総合

彼方の空 住宅評論家 本多信博 ◇44 創刊75年・読者の声(上) 奥深い不動産業 暗闇を照らす灯りに

 取材とは材料を集めること。集めた材料をどう料理するかが記者の腕の見せどころだ。どんな仕事にもプロとしての腕の見せどころがある。そうした様々な仕事の粋(すい)を取材する新聞記者という仕事を多くの先輩たちは「記者ほど面白い仕事はない」と表現してきた。

 一方、日本では「株屋」「不動産屋」「聞屋(ブンヤ)」と言われた時代があり、新聞記者もさげすまれた職業の一つだった。まして業界紙といえばブラックジャーナリズムの代名詞となっていた時代もある。また職業を「正業(実業)」と「虚業」に分ける言い方があるが、記者を勝手に書きまくる横柄な存在と見れば後者に属することになるだろう。しかし、時代は変わった――。

 今でも町場の小さな不動産会社を「不動産屋」と呼ぶことがあるが、職業の社会的信用に企業規模は関係ない。また、まっとうな仕事(正業)か、そうでないかを決めるのは企業の看板や建て前ではなく、そこで働く社員一人ひとりの潔白な気構えである。だからこそ不動産業界紙は今こそ規模や建て前ではなく、不動産会社の本質に迫り、同じ気構えの経営者や社員と連携し不動産業の最終地点を共有すべき歴史的転換点を迎えている。

 奇しくも不動産業と業界紙発行の二刀流で知られる宮地忠継氏(耶馬台コーポレーション社長、全国貸地貸家協会新聞編集長)はこう語る。

 「不動産業は幅広く、また奥が深い。不動産というものは人々のより豊かな人生、様々な可能性を具現化するものだからだ。それだけに捉えるべき題材はいくらでもあるのだが、それをどういう視点で書くかが重要だ。ただ、その対象そのものは時代と共に変わる。コロナ禍での不動産需要の変化はそれを語っている。また、多くの不動産会社は事務作業機械化の必要性を強く感じているが、ITやDXは本質的にはもっと大きなものに奉仕するものではないかとも考えている。だから、業界紙に対する不動産業者の要望は、そういう諸々のことを考えるための指針、どこに人々の希望と業界に対する不満があるのか、どこにまだ我々の分かっていない世界があるかという点についての示唆を与えてほしいということだ。例えば住宅の広さやデザインなどに関する嗜好の変化、これからの街の趨勢、そういうことについて一定の哲学的な観点も含んだ奥深い記事であれば、ランチを食べるよりも新聞を読むのが楽しみになる」。

人を信じる 宮地氏のコメントは我々業界紙の人間を勇気づけてくれる。
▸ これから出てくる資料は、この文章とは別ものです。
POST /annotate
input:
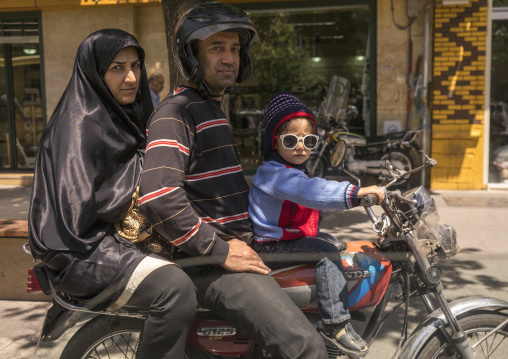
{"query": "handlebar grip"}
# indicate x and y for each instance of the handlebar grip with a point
(369, 200)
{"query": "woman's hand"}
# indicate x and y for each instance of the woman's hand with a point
(372, 190)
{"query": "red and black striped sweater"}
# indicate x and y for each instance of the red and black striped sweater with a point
(192, 188)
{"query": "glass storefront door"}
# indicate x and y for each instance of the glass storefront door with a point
(21, 109)
(498, 136)
(301, 52)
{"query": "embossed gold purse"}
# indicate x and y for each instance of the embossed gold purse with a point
(134, 227)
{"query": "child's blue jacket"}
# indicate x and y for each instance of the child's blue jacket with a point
(284, 203)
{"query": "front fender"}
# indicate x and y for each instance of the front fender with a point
(428, 327)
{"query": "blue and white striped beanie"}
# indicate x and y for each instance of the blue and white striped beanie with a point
(283, 107)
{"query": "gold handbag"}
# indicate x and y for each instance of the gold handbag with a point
(133, 226)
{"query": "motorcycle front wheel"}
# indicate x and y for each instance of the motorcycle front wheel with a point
(476, 327)
(403, 160)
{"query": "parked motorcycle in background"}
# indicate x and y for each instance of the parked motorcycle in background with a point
(367, 156)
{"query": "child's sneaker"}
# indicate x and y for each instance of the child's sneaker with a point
(347, 341)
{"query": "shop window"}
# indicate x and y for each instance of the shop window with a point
(21, 105)
(300, 51)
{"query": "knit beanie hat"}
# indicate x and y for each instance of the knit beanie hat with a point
(283, 107)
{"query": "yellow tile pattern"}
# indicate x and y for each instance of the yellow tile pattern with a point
(458, 95)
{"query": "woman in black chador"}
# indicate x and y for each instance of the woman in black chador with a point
(88, 166)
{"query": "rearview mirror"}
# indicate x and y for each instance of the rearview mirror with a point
(338, 153)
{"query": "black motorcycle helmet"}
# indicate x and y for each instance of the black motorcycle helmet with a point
(205, 20)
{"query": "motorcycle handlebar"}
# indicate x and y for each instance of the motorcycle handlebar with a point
(369, 200)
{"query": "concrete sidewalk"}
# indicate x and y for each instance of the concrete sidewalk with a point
(479, 217)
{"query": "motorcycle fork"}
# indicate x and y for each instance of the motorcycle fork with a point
(458, 339)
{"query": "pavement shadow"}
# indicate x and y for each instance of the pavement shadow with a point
(459, 272)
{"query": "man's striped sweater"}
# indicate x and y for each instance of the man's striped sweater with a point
(192, 188)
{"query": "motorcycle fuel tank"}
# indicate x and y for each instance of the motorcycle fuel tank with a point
(367, 275)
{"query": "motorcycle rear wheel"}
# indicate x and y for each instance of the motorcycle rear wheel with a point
(105, 337)
(476, 326)
(115, 338)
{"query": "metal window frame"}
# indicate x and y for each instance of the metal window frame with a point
(9, 81)
(494, 13)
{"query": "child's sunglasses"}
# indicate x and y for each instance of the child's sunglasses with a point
(290, 141)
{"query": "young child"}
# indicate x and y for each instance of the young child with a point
(285, 205)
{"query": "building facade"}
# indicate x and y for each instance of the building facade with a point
(418, 64)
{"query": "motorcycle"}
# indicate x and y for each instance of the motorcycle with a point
(401, 264)
(367, 156)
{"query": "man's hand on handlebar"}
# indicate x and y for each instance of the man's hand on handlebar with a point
(242, 258)
(375, 190)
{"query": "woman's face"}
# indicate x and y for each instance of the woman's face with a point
(123, 74)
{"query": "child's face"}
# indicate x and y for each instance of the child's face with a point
(299, 127)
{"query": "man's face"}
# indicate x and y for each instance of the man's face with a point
(219, 59)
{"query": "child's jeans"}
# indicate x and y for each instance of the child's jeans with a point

そして同じ気構えの同志は必ず居ると感じる。先に、日本の不動産業と業界紙の関係が歴史的転換点にあると言ったのは、ユーザーの関心が不動産会社の規模や建て前(看板)ではなく、経営理念の本気度、個々の営業担当者の実力、志の高さといったものに向かい始めたことを指す。その重要な変革期において、不動産業界紙はどうあるべきだろうか。当たり前だと思っていたことを問い直す視点も必要ではないか。

 例えば、同じ媒介報酬額を払うのであれば、買主は〝仲介人〟よりも〝エージェント〟を求めるのが当然ではないか。単独仲介はそれが難しいが、共同仲介でも〝仲介〟である以上は買主側営業担当者の最優先事項も契約締結にある。そのため、買主は「本当に私のために場合によっては契約断念も含めて相手とギリギリの交渉をしてくれたのだろうか」という疑念を払しょくしきれない。

 とはいえ、ではエージェント制ならば本当に信頼して任せることができるのだろうか。そのエージェントの得意分野も契約実績も本人の自己申告に過ぎないとすれば…。ましてや、「誠心誠意尽くしてくれたのか」といった部分は証明のしようがない。米国では既存客からの紹介が多いというが、営業担当者も人間である以上そのときの体調もあるだろうし、クライアントとの相性の善し悪しもある。つまり最後は、人間は人間を信じるしかない。そして人間には人間の信頼に応えたいという熱情がある。宮地氏が指摘した哲学的観点とはそうしたことではないだろうか。